Ausserdem war die Deadline ja erst im Sommer 2023. Und noch nicht alles Geplante getan. Und damit bestand die vage Möglichkeit, dass das Ganze doch noch klappen würde.»

Unvorstellbar. Niemand war «völlig zuständig»? Ja was haben denn diese Führungsversager (so wäre der Vergleich mit der CS richtig …) die ganze Zeit gemacht? Sich für nicht zuständig erklärt?

Aber es ist noch schlimmer. Nun werden mindestens 8 Mitarbeiter (oder «Menschen» wie die «Republik» einfühlsam schreibt) gefeuert. Wer, nach welchen Kriterien, wer bestimmt das? Dürfen die «Verleger» bei einer so einschneidenden Massnahme mitreden?

Sicher nicht. Das wird im «Republik»-Stil erledigt werden: in Hinterzimmern, mit Hauen und Stechen und Intrigieren. Der abgesägte erste Chefredaktor Christof Moser kann ein Liedchen davon singen. Fuchs auch.

Es ist noch schlimmer. VR weg. Mühsam eine Chefredaktorin und eine Geschäftsleitung gefunden, dazu ein unwilliger Daniel Binswanger, der nur a.i. so lange wie nötig bleiben will.
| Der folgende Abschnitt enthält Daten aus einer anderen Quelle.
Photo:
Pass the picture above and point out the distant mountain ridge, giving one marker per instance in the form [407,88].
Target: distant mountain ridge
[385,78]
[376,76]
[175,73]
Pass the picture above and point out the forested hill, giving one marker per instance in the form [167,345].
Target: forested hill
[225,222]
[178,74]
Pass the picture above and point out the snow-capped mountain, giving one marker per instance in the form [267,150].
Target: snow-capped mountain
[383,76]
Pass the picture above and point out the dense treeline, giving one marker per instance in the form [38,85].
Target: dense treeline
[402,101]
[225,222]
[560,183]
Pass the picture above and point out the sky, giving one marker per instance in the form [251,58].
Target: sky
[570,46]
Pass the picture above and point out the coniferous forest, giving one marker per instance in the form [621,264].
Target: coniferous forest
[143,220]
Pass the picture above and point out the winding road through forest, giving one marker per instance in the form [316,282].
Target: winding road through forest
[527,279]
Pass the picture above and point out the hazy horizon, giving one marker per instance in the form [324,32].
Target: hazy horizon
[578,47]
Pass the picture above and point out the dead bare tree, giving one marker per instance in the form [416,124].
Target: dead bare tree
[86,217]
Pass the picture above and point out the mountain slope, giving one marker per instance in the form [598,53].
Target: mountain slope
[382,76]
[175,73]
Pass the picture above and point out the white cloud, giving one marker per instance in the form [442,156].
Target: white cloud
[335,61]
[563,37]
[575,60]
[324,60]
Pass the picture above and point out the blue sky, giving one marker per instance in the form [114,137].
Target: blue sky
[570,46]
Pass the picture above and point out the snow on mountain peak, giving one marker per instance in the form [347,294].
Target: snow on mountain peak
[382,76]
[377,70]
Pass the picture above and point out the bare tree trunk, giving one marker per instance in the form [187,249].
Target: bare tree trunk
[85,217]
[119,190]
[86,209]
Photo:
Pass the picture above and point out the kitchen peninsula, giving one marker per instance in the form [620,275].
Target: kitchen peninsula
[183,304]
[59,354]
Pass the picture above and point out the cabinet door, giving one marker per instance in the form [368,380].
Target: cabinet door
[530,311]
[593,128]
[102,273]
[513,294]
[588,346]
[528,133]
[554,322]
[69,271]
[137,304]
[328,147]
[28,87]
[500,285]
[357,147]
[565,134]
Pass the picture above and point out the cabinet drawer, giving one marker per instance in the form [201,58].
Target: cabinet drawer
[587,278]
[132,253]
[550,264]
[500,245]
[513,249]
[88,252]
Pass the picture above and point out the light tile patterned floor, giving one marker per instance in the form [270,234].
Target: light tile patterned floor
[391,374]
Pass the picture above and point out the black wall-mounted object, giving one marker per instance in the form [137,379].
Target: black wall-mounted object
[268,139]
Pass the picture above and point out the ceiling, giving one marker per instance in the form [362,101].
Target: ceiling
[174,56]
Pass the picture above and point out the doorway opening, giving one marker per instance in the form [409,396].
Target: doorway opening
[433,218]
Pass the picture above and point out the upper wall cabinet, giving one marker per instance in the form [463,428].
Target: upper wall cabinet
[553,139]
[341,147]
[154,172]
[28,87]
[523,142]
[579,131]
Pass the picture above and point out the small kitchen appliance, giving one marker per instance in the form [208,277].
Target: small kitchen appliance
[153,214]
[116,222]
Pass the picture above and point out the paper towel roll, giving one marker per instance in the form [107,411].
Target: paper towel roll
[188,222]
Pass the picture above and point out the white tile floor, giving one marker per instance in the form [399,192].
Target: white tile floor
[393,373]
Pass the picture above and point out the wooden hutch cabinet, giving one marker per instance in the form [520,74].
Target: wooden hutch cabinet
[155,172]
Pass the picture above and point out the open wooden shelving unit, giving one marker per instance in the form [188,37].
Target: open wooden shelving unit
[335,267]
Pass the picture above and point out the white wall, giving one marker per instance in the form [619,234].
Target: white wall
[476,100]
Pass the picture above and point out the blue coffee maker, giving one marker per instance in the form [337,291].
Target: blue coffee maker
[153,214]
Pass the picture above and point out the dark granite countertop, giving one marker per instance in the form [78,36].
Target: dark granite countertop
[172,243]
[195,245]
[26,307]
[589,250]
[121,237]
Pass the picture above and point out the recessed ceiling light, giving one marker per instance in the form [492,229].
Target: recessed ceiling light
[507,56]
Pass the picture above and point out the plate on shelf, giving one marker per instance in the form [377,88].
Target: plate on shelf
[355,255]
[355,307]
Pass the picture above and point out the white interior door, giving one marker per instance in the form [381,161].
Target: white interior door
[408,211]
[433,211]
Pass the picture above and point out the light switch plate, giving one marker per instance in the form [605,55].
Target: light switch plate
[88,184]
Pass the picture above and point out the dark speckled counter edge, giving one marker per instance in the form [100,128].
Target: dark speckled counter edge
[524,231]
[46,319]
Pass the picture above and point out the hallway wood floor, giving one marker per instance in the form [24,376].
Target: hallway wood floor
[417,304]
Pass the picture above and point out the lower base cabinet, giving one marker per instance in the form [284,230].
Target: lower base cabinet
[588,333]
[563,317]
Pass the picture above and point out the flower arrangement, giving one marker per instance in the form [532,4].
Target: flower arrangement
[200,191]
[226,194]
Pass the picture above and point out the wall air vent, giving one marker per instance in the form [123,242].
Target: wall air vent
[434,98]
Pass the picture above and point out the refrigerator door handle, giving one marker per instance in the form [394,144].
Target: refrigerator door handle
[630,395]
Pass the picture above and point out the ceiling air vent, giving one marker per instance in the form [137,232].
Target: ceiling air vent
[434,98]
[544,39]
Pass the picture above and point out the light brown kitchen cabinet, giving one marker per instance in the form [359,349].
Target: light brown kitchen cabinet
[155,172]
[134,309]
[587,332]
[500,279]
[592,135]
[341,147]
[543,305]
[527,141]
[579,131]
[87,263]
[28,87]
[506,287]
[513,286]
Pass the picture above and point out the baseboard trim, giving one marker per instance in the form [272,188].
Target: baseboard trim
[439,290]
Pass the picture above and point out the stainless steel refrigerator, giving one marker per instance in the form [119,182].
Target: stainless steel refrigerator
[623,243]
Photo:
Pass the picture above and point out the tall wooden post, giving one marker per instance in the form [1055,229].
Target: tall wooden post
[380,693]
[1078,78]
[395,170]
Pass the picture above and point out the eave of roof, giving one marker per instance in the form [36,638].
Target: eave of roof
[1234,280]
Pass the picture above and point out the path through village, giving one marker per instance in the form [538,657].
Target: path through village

Strategie gescheitert, alles Flops gewesen, inklusive Werbekampagne. Keine Inhalte, die das Magazin geldwert machen. Diesmal will man keine neuerliche Bettelaktion starten, sondern sich einschrumpfen.

An Budget und Mannschaft sparen. Also wenn die existierende nur diesen Schrott hinkriegt, wie soll das mit weniger Geld und Mannstärke besser werden?

Man rechne nochmals. Bei einem Einheitslohn von satten 8000 im Monat sind 8 gesparte Stellen (bei einem Arbeitgeberaufwand von sanft gerechneten 10’000) eine Einsparung von 960’000. Damit wäre das Budget bei 7,64 Millionen. Dafür bräuchte es rund 31’500 vollzahlende Abonnenten. Aktuell weist das Magazin 29’669 Abos aus, Gesamttendenz leicht sinkend. Woher weitere 2000 finden und nicht erfinden? Oder wo sparen, damit das Budget auf 7,2 Millionen sinkt, bei optimistisch geschätzten 30’000 Abos? Ach, und woher nimmt man eigentlich die Rückstellung einer runden Million für die Steuerprobleme?

Nach der (leider kinderleichten) Prognose, dass diese zusätzlichen Millionen eine Kamikaze-Aktion sind, kann die nächste Prognose gewagt werden: die nächste Bettelaktion kommt bestimmt. Spätestens Ende Jahr. Wetten, dass?